Some historians believe that manatees were what sailors thought were mermaids. On his first journey to the Americas, Christopher Columbus wrote in his journal that he saw three mermaids, which rose out of the sea. He went on to say that they were not so beautiful as their faces had some masculine traits. Biographers contribute his mermaids to manatees.
Picture: The elusive manatee.
What is it like?
We decided to go see the manatees in late December, when both of us had some vacation time. Because silt on the bottom of the river mixes with the water, it is hard to see the manatees as the day progresses. So we booked an early morning tour with the company Birds Underwater Dive Company, and began our adventure. We donned our wet suits, watched a video on the proper way to view the manatees, and boarded our boat. The weather was cool, foggy, and dark outside. Locals were kayaking, enjoying the wildlife around the river.

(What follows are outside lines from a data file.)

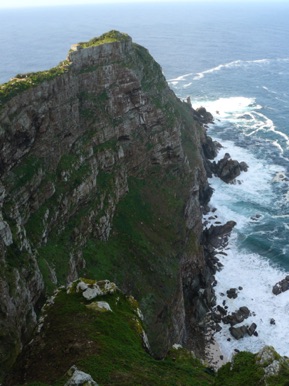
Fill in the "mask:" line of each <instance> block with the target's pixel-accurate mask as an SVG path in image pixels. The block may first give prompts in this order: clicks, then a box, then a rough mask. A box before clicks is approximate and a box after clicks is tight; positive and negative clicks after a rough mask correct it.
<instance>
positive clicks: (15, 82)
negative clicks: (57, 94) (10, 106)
mask: <svg viewBox="0 0 289 386" xmlns="http://www.w3.org/2000/svg"><path fill="white" fill-rule="evenodd" d="M68 70H69V62H67V61H64V62H61V63H60V64H59V65H58V66H56V67H53V68H51V69H50V70H47V71H39V72H31V73H28V74H24V75H22V74H19V75H16V76H15V77H14V78H12V79H11V80H10V81H9V82H7V83H4V84H2V85H0V108H1V106H3V105H4V104H5V103H7V102H8V101H9V100H10V99H12V98H13V97H14V96H16V95H18V94H19V93H21V92H23V91H26V90H28V89H30V88H31V87H35V86H37V85H38V84H40V83H43V82H44V81H49V80H52V79H54V78H56V77H57V76H59V75H62V74H64V73H65V72H67V71H68Z"/></svg>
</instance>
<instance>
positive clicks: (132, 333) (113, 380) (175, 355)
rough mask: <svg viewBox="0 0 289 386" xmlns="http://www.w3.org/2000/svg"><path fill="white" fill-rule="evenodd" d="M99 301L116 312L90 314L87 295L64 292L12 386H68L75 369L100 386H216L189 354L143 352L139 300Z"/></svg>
mask: <svg viewBox="0 0 289 386" xmlns="http://www.w3.org/2000/svg"><path fill="white" fill-rule="evenodd" d="M94 300H95V299H94ZM97 300H104V301H106V302H108V303H109V304H110V307H111V309H112V311H113V312H104V313H103V312H97V311H94V310H91V309H88V308H87V307H86V305H87V304H88V303H90V301H86V300H85V299H84V298H83V297H82V295H80V294H76V293H74V294H67V293H66V291H65V290H62V291H61V292H60V293H59V294H58V295H57V297H56V300H55V303H54V305H53V306H51V307H50V308H49V310H48V314H47V316H46V319H45V324H44V327H43V329H42V332H41V335H38V337H36V338H35V340H34V343H32V345H31V346H30V347H28V349H27V351H26V352H25V353H24V357H25V359H23V361H20V362H18V364H20V366H19V367H16V368H14V369H13V371H12V373H13V377H12V379H10V381H9V382H7V385H12V384H14V385H15V384H23V383H24V379H23V377H25V380H26V385H30V386H32V385H53V386H60V385H64V384H65V382H66V381H67V376H65V374H66V372H67V370H68V369H69V368H70V366H72V365H76V366H77V367H78V368H79V369H80V370H82V371H84V372H86V373H89V374H90V375H91V376H92V378H93V379H94V380H95V381H96V382H97V383H98V384H99V385H100V386H102V385H127V386H129V385H132V386H136V385H160V386H161V385H162V386H163V385H194V386H197V385H210V384H213V381H214V377H213V376H212V375H211V373H210V372H209V371H208V370H207V369H206V368H205V367H204V366H203V365H202V364H201V363H200V362H199V361H198V360H197V359H194V357H193V356H192V355H191V354H190V353H189V352H187V351H185V350H172V351H171V352H170V353H169V355H168V357H167V358H166V359H164V360H161V361H157V360H155V359H153V358H152V357H151V356H150V355H149V354H148V353H147V352H146V351H145V350H144V348H143V346H142V338H141V331H142V327H141V321H140V319H139V318H138V317H137V313H136V307H137V303H136V301H135V300H133V299H132V298H128V297H126V296H124V295H123V294H122V293H120V292H116V293H114V294H109V295H105V296H101V297H98V298H97ZM21 366H22V367H21ZM23 366H24V367H25V370H24V367H23Z"/></svg>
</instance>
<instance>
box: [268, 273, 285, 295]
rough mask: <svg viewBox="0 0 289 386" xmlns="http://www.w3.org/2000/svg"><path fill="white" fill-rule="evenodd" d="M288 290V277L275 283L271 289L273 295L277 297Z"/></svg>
mask: <svg viewBox="0 0 289 386" xmlns="http://www.w3.org/2000/svg"><path fill="white" fill-rule="evenodd" d="M288 289H289V275H287V276H286V277H285V279H283V280H280V281H279V282H278V283H276V284H275V285H274V287H273V289H272V292H273V294H274V295H279V294H281V292H285V291H287V290H288Z"/></svg>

We watched cormorants dive and catch fish, and ate a fun breakfast of donuts and coffee before entering the water.
Picture: The funny cormorant.
By the time we watched the sunrise, we were ready to get in the water and look for manatees. At first it was hard to spot any, but our guides were very good at pointing them out. There were very few in the water that day, but the ones that we did see were awesome. One young, very friendly manatee actually came to look at me, and we almost collided! The face of this gentle creature was one of curiosity and playfulness. As we were snorkeling, the water was quite cool and refreshing, and we noticed that freshwater was bubbling up from the bottom of the river, a very unusual sight.
Although there were only a few manatees during our tour, we were excited to see the few we did, getting so close that you could make eye contact with them. They are large, magnificent creatures with a rich history. Swimming with manatees is more fun than a Disney World ride, and worth a detour from Orlando.
Pictures: Swimming right next to mantees.